Adolphus Pruitt wants to make sure Andrew McKenna gets paid.
Pruitt is the longtime president of the St. Louis city branch of the NAACP. Lately, he’s been pushing a ballot initiative that might go before city voters in November. The measure would ask voters to decide on a rush job of a new airport privatization plan with one of the primary purposes being to make sure that the previous consultants on the privatization plan that Mayor Lyda Krewson killed get paid the bonuses that they didn’t earn.
McKenna is one of those consultants. He’s a Virginia-based Republican dark-money fundraiser who was brought into the deal because he’s buddies with Travis Brown. Brown is the Florida-based lobbyist who represents St. Louis billionaire Rex Sinquefield, who has been pushing for and funding the privatization effort.
McKenna found himself in the news the other day. He’s named in the fraud lawsuit filed by the New York attorney general against the National Rifle Association. According to the lawsuit, McKenna hired the wife of the NRA’s chief of staff, with the money for the hire being paid by the NRA, and an additional “$5,000 markup for McKenna.” At the same time, the NRA was paying McKenna a monthly fee of up to $250,000 in 2018 on an oral contract, while he was being paid millions of dollars to work on the airport privatization effort in St. Louis.
This is the man — among others — whom Pruitt wants to get paid, and he’s unapologetic about it.
“If somebody brings a billion dollars to the table, you think I’m concerned about $44 million?” Pruitt told me. That $44 million is money that would come off the top of the fee a future airport privatizer would be paying to taxpayers, but only if the deal gets rushed through before next July. That is what Pruitt is trying to do, along with his partners, Brown, the St. Louis-Kansas City Carpenters Regional Council, and Board of Aldermen President Lewis Reed. “That’s a deal I (would) take every day. I had to swallow that pill.”

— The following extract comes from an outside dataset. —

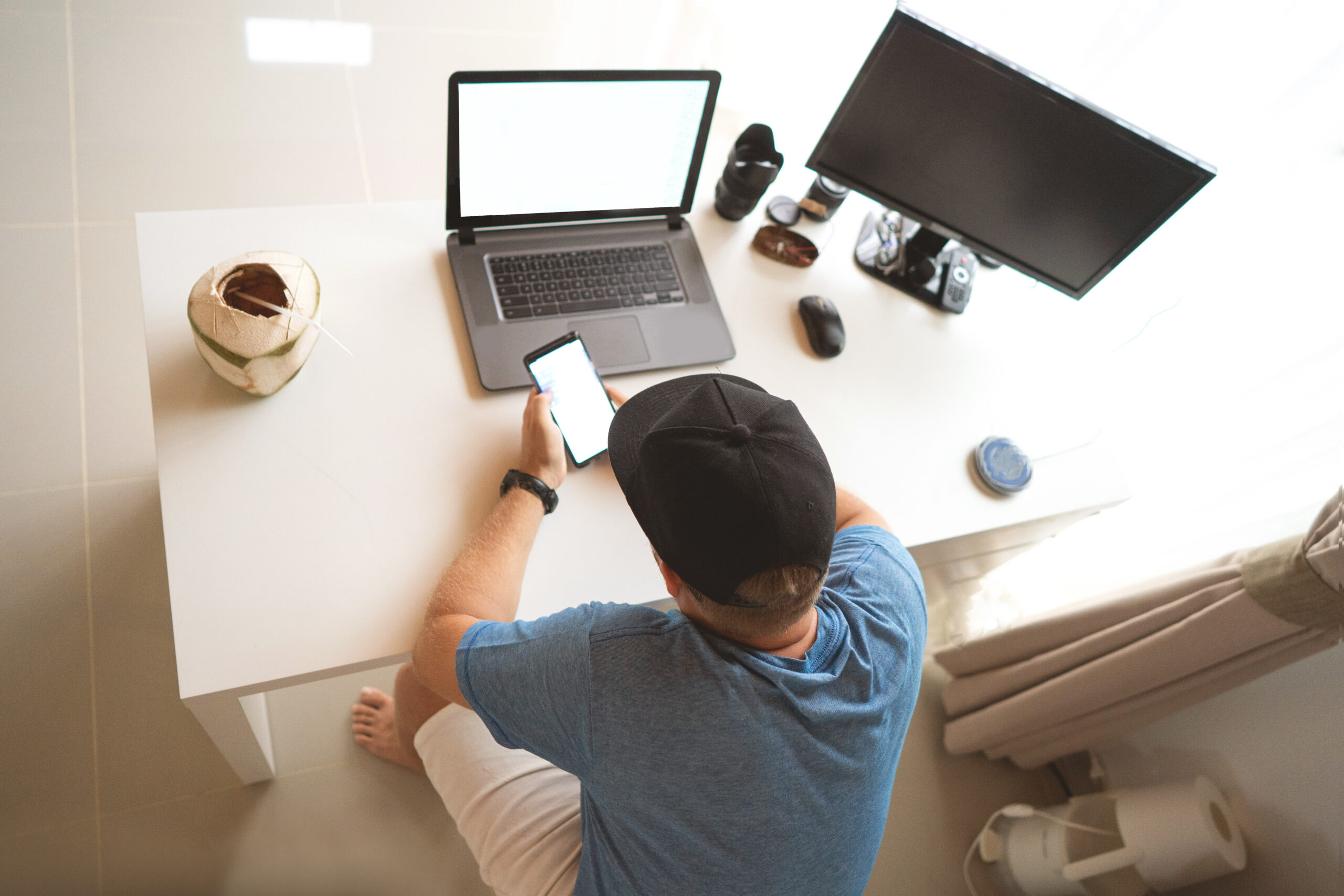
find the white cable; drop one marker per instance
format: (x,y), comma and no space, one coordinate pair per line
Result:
(965,863)
(1081,445)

That “pill” — rushing a deal through so that McKenna and pals could get paid — is the price of what Pruitt says is the ultimate goal of his project, obtaining hundreds of millions of dollars to redevelop the north side of St. Louis; something his ballot initiative calls for but doesn’t necessarily guarantee.
“The conditions have become deplorable,” Pruitt says. “We have to eliminate slums and blight” by “cleaning up the pigsty.”
That’s Pruitt’s word, not mine. But if Pruitt’s goal is to clean up north St. Louis, then local developer Kevin Bryant, an African American, has a question for him:
“I think the best indicator of what someone will do is what they have already done, so why would the airport be any different?” Bryant says. “Pruitt has no history of developing anything in north St. Louis. When he can show a track record for something other than disrupting the progress of others already working in north St. Louis, I’m willing to listen.”
For the past several months, Bryant and Pruitt have been involved in a dispute as Bryant, president of Kingsway Development LLC, has been working on a master plan to redevelop the Fountain Park neighborhood. Bryant believes he’s making real progress bringing development to this historically Black neighborhood north of Delmar Boulevard. He’s been granted development rights to the area by the Land Clearance Redevelopment Authority, or LCRA, and has been buying and rebuilding residences while attracting investors and help from local civic institutions, such as Washington University.
But last year, Pruitt, saying he represents a Lewis Place neighborhood group — a neighboring community not directly included in the plan — alleged to the city that Bryant was leaving local residents out of discussions. In letters obtained by the Post-Dispatch through a Sunshine Law request, Pruitt threatened “direct action” against both Bryant’s development and the LCRA if certain Pruitt allies weren’t consulted on development plans in the neighborhood. The development contract doesn’t call for any work to be done in the Lewis Place neighborhood.
Bryant has multiple community organizations working with him and sitting on various advisory boards.
“Under no scenario will the progress of my development activities or this community be held hostage by any feeble attempt at relevance by Pruitt or anyone that stands with him,” Bryant wrote to the LCRA in response to Pruitt’s complaints. In the end, the LCRA passed a resolution promising to inform the Lewis Place group about any development proposals in the Kingsway district. It’s virtually meaningless, Bryant says, but he’s forging forward, hoping Pruitt doesn’t stand in his way.
Pruitt denies he’s trying to delay Bryant’s work redeveloping a north side neighborhood. “That’s his perspective,” Pruitt says. “Just his.”
Meanwhile, Pruitt’s airport privatization group has hired Lejuan Strickland, one of the former airport privatization consultants who stands to benefit if voters approve his initiative. Strickland, who happens to own a home in Fountain Park, has been circulating petitions to recall southside Alderman Cara Spencer, one of the most vocal opponents of airport privatization.
Pruitt says he has nothing to do with that. Of course not. He’s too busy trying to get McKenna his money.